Tapi menurut bagian informasi baru datang pukul17.00 WIB.
Ia memang pantas kesal, bukan karena lama menunggu, tapi justru, tapi karena
diburu waktu.
Pukul 17.05 WIB pesawat mendarat dan
beberapa saat kemudian penumpang keluar, namun yang ditunggu perempuan itu
belum juga terlihat. Ketika ia hubungi lewat HP, ternyata tidak aktif. Lelaki
itu mendengus pada angin, apalagi ketika ibunya menelepon dari rumah apa yang
dijemput sudah ketemu atau belum. Boro-boro ketemu, dengan suaranya saja belum.
Ia tidak bisa menjawab apa-apa selain merasakan ulu hatinya sakit karena terlampau
banyak menekan perasaan.
Sampai setengah enam, yang dijemput tidak juga datang. Padahal dalam pesan
singkat melalui BBM dan terakhir menelepon
langsung, ia akan datang
menggunakan pesawat Lion Air dengan nomor penerbangan 373 langsung dari Batam. Lelaki
itu kini tidak bisa bersuara lagi selain hanya menekan dada yang terasa semakin
sakit. Padahal pada orang yang dijemputnya itulah tergantung segala harapan.
“Sudah, kamu balik saja, mungkin dia terlambat datang ke bandara sehingga
tak terbawa dengan penerbangan 373,” saran ayahnya dari seberang sana melalui
HP yang selalu ia tatap dengan satu harapan, yang dijemputnya itu akan menghubungi
kenapa tidak jadi datang
dengan penerbangan 373.
Dengan langkah gontai ia keluar dari terminal
kedatangan, berdiri sebentar di antara kursi ruang tunggu, sebentar kemudian
mobil yang menjemputnya tiba. Ia duduk bersandar di jok belakang dan
menghempaskan segala beban tubuhnya.
“Langsung ke rumah, Non?” sopirnya minta kepastian.

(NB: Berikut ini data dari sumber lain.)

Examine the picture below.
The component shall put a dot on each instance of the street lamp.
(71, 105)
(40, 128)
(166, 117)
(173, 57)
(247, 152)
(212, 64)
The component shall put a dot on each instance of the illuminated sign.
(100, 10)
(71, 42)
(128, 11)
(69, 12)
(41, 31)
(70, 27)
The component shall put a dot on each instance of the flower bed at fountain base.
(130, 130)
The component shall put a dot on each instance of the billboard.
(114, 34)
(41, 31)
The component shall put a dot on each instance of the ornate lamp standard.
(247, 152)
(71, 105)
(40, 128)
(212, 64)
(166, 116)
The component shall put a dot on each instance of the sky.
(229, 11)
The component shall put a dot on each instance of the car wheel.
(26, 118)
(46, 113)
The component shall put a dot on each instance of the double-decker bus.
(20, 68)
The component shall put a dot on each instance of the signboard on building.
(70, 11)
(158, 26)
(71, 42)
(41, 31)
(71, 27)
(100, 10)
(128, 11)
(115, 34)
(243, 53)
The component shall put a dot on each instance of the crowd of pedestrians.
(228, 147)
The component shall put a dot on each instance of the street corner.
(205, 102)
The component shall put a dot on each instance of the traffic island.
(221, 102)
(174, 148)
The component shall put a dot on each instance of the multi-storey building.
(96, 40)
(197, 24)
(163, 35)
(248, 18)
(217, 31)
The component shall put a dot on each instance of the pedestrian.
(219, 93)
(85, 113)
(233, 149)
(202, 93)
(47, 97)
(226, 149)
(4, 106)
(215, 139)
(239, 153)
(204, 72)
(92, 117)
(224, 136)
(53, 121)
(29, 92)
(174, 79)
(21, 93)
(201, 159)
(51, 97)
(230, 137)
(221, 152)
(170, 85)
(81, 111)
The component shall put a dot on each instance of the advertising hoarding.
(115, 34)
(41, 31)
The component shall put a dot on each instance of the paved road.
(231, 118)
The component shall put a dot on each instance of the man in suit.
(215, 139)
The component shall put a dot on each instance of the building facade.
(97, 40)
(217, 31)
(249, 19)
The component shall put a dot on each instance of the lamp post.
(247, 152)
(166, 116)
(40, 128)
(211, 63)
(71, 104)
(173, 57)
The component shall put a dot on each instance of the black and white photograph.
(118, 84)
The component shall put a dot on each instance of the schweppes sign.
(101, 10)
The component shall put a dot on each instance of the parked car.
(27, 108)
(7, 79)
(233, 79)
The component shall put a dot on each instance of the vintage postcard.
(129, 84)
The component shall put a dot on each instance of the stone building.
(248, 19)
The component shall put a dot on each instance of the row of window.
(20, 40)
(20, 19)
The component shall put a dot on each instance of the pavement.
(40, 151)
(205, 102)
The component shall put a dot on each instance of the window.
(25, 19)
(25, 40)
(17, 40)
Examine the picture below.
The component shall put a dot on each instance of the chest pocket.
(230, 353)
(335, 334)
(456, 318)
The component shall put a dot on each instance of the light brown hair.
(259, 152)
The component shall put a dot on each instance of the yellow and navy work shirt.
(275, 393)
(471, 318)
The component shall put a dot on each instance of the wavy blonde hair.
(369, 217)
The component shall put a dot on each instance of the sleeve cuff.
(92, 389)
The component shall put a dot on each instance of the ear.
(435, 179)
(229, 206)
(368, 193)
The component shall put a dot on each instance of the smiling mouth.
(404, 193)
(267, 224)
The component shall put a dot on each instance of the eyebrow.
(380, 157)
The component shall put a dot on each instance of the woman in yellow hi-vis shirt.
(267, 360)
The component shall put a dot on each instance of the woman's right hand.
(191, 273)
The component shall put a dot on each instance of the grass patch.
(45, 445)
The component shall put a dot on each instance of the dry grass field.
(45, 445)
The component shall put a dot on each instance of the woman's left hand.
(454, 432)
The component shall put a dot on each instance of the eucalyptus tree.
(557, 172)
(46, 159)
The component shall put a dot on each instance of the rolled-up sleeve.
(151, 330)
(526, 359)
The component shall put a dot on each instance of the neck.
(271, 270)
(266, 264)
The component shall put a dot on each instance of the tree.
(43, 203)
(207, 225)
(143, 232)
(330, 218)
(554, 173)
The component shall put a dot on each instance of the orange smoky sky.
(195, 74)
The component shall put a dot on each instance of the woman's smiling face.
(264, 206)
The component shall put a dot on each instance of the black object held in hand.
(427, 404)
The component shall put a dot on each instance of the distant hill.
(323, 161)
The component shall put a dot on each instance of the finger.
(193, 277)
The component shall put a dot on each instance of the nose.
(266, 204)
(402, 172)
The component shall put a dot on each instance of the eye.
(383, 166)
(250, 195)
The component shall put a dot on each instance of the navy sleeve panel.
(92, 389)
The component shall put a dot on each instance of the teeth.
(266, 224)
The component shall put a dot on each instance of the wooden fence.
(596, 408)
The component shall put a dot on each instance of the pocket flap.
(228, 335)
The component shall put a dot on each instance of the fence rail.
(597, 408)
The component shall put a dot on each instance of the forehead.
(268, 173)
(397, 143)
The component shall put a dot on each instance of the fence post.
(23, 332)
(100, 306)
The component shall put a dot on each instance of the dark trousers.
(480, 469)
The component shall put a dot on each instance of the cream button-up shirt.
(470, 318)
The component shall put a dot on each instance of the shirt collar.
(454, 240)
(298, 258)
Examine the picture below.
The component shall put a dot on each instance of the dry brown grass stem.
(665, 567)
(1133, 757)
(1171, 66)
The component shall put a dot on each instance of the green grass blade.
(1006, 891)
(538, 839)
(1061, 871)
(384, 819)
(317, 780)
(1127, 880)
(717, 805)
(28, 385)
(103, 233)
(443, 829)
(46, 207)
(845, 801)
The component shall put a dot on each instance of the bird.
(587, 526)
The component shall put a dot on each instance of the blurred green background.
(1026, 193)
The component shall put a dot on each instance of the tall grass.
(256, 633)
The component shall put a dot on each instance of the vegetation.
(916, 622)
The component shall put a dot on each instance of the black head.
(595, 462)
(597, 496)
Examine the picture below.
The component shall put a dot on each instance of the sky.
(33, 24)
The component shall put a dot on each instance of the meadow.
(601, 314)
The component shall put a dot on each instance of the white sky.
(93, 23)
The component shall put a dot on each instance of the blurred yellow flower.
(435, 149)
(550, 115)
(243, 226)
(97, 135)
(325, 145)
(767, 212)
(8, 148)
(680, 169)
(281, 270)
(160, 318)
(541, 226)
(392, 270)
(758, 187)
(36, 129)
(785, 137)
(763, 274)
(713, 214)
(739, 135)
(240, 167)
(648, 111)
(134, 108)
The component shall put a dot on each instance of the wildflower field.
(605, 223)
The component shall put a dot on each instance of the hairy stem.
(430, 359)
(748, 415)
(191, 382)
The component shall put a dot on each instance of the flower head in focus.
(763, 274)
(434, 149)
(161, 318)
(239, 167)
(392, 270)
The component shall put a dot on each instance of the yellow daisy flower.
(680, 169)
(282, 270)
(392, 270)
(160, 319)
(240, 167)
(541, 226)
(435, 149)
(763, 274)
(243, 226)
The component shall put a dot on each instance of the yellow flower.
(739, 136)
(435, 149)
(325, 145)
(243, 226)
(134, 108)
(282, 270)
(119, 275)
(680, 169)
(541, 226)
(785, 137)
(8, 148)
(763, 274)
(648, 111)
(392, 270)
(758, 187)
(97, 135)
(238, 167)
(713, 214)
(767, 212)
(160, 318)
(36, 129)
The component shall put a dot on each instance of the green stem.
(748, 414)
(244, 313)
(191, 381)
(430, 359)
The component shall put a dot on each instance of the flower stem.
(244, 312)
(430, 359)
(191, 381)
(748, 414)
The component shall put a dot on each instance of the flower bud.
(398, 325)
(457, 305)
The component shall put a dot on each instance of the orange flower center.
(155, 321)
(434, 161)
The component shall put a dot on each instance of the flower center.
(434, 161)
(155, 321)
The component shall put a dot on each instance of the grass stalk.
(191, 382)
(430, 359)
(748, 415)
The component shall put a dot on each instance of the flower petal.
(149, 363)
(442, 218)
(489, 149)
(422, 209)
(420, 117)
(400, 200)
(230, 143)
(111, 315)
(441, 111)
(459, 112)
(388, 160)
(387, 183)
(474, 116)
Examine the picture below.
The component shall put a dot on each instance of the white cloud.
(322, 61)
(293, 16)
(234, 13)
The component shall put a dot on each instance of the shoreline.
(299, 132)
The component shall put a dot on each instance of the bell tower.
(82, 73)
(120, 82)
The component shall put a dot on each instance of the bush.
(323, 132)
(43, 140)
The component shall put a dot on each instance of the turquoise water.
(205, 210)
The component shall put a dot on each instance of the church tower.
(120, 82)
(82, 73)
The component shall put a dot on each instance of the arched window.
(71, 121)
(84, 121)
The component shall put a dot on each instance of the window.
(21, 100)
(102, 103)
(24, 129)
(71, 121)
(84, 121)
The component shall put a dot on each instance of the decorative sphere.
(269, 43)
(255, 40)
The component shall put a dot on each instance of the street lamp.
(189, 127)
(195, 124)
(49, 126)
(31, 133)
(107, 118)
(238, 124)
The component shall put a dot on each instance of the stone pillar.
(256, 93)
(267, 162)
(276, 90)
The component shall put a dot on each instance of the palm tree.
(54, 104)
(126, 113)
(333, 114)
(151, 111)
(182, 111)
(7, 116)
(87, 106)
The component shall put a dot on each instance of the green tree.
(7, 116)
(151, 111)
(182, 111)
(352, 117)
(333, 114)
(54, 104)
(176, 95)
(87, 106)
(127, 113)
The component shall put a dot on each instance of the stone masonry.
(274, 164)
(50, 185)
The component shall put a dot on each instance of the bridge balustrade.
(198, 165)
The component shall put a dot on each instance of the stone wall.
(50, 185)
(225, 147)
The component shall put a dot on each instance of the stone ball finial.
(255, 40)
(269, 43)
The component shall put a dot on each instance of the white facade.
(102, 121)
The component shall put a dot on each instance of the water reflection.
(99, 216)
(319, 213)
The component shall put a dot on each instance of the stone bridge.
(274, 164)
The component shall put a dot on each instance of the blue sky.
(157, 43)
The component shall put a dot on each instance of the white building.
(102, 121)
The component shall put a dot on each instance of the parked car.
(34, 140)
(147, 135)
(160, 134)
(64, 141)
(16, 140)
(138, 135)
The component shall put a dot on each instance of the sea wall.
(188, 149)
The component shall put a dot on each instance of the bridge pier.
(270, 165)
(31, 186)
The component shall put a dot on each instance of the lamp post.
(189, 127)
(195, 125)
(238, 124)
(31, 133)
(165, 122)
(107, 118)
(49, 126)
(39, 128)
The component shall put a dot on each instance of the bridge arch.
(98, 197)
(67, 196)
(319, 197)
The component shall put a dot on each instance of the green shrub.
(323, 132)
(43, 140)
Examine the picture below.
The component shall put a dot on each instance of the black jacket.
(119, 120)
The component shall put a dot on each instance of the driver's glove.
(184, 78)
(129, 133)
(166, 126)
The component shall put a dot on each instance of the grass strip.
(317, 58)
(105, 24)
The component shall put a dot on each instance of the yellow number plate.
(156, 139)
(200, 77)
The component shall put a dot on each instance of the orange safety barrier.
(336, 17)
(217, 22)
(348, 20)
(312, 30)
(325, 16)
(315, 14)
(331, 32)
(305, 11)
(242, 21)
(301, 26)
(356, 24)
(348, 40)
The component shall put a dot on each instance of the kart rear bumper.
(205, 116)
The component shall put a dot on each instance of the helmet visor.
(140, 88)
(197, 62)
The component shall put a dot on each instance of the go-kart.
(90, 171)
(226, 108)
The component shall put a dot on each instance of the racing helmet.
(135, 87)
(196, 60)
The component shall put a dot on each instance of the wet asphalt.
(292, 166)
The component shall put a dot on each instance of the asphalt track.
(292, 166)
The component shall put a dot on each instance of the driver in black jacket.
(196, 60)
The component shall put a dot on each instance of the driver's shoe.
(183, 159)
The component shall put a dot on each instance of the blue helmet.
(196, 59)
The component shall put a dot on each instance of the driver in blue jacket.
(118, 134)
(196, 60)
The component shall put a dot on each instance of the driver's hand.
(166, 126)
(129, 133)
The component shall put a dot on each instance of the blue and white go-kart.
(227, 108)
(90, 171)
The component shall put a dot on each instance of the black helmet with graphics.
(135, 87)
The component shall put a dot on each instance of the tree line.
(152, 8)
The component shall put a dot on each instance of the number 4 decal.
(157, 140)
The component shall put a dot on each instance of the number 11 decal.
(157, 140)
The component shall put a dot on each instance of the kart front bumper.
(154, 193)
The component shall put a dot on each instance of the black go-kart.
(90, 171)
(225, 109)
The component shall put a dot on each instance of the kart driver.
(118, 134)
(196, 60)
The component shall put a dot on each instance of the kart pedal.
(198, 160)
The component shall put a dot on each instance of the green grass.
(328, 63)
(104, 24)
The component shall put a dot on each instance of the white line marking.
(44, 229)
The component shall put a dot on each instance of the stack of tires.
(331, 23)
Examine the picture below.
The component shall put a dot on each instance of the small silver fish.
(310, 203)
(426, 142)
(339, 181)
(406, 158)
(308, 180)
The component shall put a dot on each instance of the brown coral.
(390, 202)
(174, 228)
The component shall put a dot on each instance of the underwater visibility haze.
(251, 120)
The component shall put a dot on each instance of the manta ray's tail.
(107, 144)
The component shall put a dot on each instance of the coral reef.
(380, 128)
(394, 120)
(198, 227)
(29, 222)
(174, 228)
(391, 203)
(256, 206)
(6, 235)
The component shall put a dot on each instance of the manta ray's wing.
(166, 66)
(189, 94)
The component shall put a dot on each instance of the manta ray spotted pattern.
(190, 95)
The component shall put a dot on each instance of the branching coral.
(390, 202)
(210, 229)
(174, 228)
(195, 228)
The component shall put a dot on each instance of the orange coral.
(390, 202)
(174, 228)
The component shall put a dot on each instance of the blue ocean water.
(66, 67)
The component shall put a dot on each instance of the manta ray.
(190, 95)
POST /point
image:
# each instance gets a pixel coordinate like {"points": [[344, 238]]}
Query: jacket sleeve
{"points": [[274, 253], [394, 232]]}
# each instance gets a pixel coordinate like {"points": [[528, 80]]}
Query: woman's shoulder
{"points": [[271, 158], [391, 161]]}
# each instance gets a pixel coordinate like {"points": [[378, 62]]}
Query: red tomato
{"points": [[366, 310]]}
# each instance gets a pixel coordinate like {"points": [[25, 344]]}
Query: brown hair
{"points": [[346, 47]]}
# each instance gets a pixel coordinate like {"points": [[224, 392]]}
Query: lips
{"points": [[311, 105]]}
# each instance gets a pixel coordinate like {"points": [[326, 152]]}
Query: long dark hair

Ia hanya menggangguk pelan tanpa kata-kata. Mobil meluncur meninggalkan bandara
Sandy tidak bisa melanjutkan alur ceritanya. Padahal
itulah bab terakhir dari novelnya yang akan dibuat sisipan sebuah majalah.
Sebagai penulis yang cukup kondang di kota ini, ia memang kerap dipesan tulisan
baik fiksi maupun tulisan lepas oleh beberapa majalah dan tabloid mingguan.
Tapi entah kenapa ketika akan menuntaskan novel selalu saja ada masalah. Ia
selalu merasa kehilangan mood dan
kehabisan kata-kata untuk membuat ending
ceritanya.
Cerita itu mengisahkan seorang kakek yang dianiaya oleh anak tirinya. Ia diperlakukan
kasar, tidak dihormati dan selalu tidak dianggap sebagai keluarga oleh anaknya.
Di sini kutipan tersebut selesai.